Closed rossbalch closed 1 week ago
Hey. Just going to fill in some of the conversation here from elsewhere.
It's not really that there's a "bug"--just that training LSTMs is...way worse than the "batteries-included" "WaveNet" architecture I also provided in this repo, and there's nothing that demands that the universe make both of them "equal"--recurrent models are just a pain to train compared to other architectures and that's one of the main reasons that basically no one uses them anymore.
What you mentioned about adding more parameters not helping also tracks--again, there's nothing that guarantees that you'll get better performance if you spend more compute on it. Sometimes that's the case--and the fact that it happens more reliably is one of the reasons why people do spend more and more compute on more modern architectures like transformers for "AI" applications--because it pays off unlike other approaches to the problem).
It's not to say that there might be some better parameters for the LSTM than what I've scribbled in--I just haven't found them.
But in short, for every week I waste trying to make a recurrent architecture better, I usually can match the gains w/ a convnet architecture in an hour 😉.
I'm going to close this, but if you do find better hyperparameters and want to share them in a PR, then that would be welcome 🙂
Describe the bug Training of LSTM models currently seems to currently have issues. Using the default parameters in the GUI to train the same re-amp as a model trained in the default Wavenet parameters yielded wildly different results. I also try the same in the CLI version with a different re-amp and while some seemed to train correctly, there was still some weird behavior.

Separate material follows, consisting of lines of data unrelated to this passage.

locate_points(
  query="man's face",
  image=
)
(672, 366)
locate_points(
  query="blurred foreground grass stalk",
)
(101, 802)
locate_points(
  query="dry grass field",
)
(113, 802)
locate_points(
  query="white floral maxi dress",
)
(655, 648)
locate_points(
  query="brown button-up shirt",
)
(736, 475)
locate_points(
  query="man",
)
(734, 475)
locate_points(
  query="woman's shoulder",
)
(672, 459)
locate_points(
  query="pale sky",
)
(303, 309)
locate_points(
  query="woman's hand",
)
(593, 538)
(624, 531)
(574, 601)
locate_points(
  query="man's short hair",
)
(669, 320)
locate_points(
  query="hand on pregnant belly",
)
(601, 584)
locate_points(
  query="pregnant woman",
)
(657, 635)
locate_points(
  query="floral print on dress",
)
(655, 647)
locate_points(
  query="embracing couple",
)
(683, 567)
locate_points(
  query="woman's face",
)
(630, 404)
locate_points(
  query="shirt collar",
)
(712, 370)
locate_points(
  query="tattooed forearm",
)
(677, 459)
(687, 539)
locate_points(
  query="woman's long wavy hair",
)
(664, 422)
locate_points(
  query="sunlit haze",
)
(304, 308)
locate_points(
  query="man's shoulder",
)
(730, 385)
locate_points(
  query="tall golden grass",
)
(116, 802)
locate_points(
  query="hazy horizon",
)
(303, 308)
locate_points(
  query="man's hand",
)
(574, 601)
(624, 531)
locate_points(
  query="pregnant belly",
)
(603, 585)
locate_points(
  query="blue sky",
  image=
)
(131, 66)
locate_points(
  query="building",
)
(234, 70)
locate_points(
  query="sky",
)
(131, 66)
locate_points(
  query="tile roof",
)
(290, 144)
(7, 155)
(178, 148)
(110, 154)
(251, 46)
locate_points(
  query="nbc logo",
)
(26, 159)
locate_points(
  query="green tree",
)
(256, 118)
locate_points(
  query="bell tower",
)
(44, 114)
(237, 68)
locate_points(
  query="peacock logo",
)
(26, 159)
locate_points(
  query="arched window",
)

To Reproduce I have run replicates and gotten the same results multiple times. I used the standard NAM v3 input file, as well as some custom inputs (such as Aida-X input file, as they are using LSTM for their RT-Neural implementation). I tried an ny of both 8192 and 32768 as suggested in the config files. I further tried with larger LSTM models like 32 hidden units, and 2 layers. The increase in size did not help. In fact it made the ESR worse as seen in the picture above.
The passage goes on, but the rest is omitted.